Recently, the CBN in its Monetary Policy Committee (MPC) meeting communique, revealed Nigeria’s Purchasing Managers Index (PMI) for the months of January and February 2021.
According to the numbers, economic activities remained below the expansion threshold of 50pts during the survey period.
This was true for the Manufacturing and Non-manufacturing, indices. However, a month-on-month analysis indicated that both manufacturing and non-manufacturing economic activities improved significantly, from 44.9pts and 43.3pts in Jan-2021 to 48.7pts apiece in Feb-2021.
The MPC communique also revealed that the Employment level component of the Manufacturing and Non-manufacturing PMIs increased to 45.6 and 48.0 index points, respectively, from 44.2 and 45.0 index points in the prior month.
Clearly, the weakness across the purchasing manager’s indices indicates that economic activities within the country are yet to recover to their pre-COVID-19 levels.
Certainly, economic recovery is underway, considering the rebound in economic activities observed in Q4-2020 and the scale of reopening of the economy since the great lockdown of 2020.

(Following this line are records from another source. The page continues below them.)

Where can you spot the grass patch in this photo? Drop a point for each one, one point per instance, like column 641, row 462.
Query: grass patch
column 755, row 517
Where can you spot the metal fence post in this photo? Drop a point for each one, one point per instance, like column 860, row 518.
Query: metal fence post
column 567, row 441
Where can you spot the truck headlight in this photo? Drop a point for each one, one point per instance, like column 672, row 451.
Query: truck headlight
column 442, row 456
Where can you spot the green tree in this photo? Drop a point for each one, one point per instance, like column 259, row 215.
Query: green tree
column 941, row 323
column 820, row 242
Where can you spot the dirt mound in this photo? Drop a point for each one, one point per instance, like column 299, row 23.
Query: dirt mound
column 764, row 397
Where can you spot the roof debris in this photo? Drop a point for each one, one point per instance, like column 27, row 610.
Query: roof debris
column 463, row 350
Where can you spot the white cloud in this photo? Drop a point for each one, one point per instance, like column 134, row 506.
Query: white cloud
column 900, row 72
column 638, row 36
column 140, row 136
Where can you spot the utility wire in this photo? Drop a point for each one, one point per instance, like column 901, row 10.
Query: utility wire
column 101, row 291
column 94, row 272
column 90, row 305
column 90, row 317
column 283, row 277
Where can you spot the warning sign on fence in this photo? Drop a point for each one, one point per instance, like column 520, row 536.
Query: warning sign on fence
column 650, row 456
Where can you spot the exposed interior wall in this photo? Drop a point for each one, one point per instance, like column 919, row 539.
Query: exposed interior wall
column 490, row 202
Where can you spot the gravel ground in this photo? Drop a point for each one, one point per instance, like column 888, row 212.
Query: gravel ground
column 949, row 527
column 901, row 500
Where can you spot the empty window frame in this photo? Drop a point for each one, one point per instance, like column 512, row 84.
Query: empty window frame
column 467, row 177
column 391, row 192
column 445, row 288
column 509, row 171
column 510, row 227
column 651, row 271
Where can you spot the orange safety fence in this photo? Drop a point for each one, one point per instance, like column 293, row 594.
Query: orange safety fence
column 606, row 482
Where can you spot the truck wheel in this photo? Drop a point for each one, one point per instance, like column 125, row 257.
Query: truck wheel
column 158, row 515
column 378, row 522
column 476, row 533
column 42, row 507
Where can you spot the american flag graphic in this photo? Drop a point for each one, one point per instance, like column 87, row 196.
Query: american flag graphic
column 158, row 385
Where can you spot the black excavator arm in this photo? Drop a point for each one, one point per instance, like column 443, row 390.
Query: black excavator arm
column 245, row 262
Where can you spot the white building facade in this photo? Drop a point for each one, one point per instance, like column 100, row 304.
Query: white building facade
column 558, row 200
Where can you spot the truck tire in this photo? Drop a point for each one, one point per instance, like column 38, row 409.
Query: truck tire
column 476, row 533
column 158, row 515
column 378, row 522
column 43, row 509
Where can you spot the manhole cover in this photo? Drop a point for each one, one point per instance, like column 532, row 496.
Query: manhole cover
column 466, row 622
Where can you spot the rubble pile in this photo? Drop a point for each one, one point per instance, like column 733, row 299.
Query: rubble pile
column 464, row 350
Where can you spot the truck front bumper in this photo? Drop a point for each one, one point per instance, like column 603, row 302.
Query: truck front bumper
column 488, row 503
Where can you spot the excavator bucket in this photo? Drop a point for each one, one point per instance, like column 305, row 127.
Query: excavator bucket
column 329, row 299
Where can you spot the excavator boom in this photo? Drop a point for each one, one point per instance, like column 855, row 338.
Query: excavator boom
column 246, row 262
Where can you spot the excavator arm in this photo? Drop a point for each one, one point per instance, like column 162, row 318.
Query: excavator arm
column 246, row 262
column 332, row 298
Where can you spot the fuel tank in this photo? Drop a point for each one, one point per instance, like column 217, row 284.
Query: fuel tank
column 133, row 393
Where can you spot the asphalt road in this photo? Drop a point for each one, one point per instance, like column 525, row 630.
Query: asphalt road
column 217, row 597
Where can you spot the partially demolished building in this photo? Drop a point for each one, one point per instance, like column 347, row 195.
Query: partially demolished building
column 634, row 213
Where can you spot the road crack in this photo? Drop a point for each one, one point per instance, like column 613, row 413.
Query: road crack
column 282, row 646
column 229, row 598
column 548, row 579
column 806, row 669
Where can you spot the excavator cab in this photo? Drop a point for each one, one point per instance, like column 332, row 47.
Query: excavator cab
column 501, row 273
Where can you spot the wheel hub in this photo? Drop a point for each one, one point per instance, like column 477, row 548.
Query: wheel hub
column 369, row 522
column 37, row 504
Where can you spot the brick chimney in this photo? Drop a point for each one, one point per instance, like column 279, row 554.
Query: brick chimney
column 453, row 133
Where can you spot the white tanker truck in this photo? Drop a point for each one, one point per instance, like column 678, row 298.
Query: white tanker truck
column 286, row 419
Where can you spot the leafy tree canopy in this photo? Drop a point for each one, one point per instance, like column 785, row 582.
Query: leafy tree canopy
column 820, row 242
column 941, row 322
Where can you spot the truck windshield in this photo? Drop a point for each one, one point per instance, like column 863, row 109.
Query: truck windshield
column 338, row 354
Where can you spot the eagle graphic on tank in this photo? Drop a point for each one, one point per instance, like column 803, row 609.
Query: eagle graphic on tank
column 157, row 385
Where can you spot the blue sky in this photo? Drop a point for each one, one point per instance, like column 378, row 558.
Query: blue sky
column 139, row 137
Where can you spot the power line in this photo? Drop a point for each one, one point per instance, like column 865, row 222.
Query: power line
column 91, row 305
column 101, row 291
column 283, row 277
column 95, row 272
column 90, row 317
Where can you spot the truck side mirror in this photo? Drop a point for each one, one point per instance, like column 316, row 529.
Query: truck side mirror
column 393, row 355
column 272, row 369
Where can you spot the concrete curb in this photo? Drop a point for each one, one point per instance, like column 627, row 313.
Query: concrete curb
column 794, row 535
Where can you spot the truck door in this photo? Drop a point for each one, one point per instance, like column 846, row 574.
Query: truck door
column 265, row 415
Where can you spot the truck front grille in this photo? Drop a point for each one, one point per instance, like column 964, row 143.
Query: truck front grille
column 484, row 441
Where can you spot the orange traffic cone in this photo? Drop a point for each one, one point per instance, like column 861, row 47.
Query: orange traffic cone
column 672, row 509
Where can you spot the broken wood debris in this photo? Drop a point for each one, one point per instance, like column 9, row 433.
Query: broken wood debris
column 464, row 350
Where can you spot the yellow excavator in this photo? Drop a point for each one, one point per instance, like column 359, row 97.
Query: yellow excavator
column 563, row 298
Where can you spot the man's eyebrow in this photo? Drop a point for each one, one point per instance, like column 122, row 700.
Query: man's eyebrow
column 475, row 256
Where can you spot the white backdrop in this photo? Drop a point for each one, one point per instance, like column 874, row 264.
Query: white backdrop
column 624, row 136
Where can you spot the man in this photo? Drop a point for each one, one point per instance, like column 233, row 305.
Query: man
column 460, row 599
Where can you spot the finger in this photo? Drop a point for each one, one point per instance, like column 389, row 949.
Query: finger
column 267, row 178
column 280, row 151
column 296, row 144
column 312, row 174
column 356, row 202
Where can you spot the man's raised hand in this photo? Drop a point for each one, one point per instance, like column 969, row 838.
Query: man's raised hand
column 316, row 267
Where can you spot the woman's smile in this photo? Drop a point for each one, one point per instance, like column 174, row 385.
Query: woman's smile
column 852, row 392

However, the sub-50pts PMI reading between Jan-2021 and Feb-2021, foreshadows a muted growth outlook for Q1-2021, if history is anything to go by.
For context, the manufacturing sector is heavily reliant on FX availability (but the FX market remain largely illiquid) and increased consumer welfare, which appears to still be in a puddle.
Overall, our forecast for GDP growth in Q1-2021 is a mild y/y expansion at best, as seen in Q4-2020, considering the base-effect of Q1-2020 (+1.9% y/y), given that the Covid-19 pandemic had not surfaced as of then.